StructLDM: Structured Latent Diffusion for 3D Human Generation

Recent 3D human generative models have achieved remarkable progress by learning 3D-aware GANs from 2D images. However, existing 3D human generative methods model humans in a compact 1D latent space, ignoring the articulated structure and semantics of human body topology. In this paper, we explore more expressive and higher-dimensional latent space for 3D human modeling and propose StructLDM, a diffusion-based unconditional 3D human generative model, which is learned from 2D images. StructLDM solves the challenges imposed due to the high-dimensional growth of latent space with three key designs: 1) A semantic structured latent space defined on the dense surface manifold of a statistical human body template. 2) A structured 3D-aware auto-decoder that factorizes the global latent space into several semantic body parts parameterized by a set of conditional structured local NeRFs anchored to the body template, which embeds the properties learned from the 2D training data and can be decoded to render view-consistent humans under different poses and clothing styles. 3) A structured latent diffusion model for generative human appearance sampling. Extensive experiments validate StructLDM's state-of-the-art generation performance and illustrate the expressiveness of the structured latent space over the well-adopted 1D latent space. Notably, StructLDM enables different levels of controllable 3D human generation and editing, including pose/view/shape control, and high-level tasks including compositional generations, part-aware clothing editing, 3D virtual try-on, etc. Our project page is at: https://taohuumd.github.io/projects/StructLDM/.

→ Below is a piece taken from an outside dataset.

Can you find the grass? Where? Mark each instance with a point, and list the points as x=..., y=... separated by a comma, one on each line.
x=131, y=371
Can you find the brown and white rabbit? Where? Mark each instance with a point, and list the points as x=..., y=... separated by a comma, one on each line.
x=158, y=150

翻译：近期，通过从二维图像学习三维感知生成对抗网络，三维人体生成模型取得了显著进展。然而，现有三维人体生成方法将人体建模在紧凑的一维隐空间中，忽略了人体拓扑的关节结构与语义信息。本文探索了更具表达力且更高维度的隐空间用于三维人体建模，并提出了StructLDM——一种基于扩散模型、从二维图像学习的无条件三维人体生成模型。针对隐空间维度升高带来的挑战，StructLDM通过三项关键设计予以解决：1）在统计人体模板的稠密表面流形上定义语义结构化的隐空间；2）构建结构化三维感知自解码器，将全局隐空间分解为多个语义身体部位，这些部位由一组以人体模板为锚点的条件化结构化局部神经辐射场参数化，其嵌入了从二维训练数据学习到的属性，并可通过解码渲染出在不同姿态与服装风格下视角一致的人体；3）设计结构化隐扩散模型用于生成式人体外观采样。大量实验验证了StructLDM的先进生成性能，并证明了结构化隐空间相较于广泛采用的一维隐空间具有更强的表达能力。值得注意的是，StructLDM支持不同层次的可控三维人体生成与编辑，包括姿态/视角/形状控制，以及组合生成、部件感知服装编辑、三维虚拟试穿等高级任务。项目页面位于：https://taohuumd.github.io/projects/StructLDM/。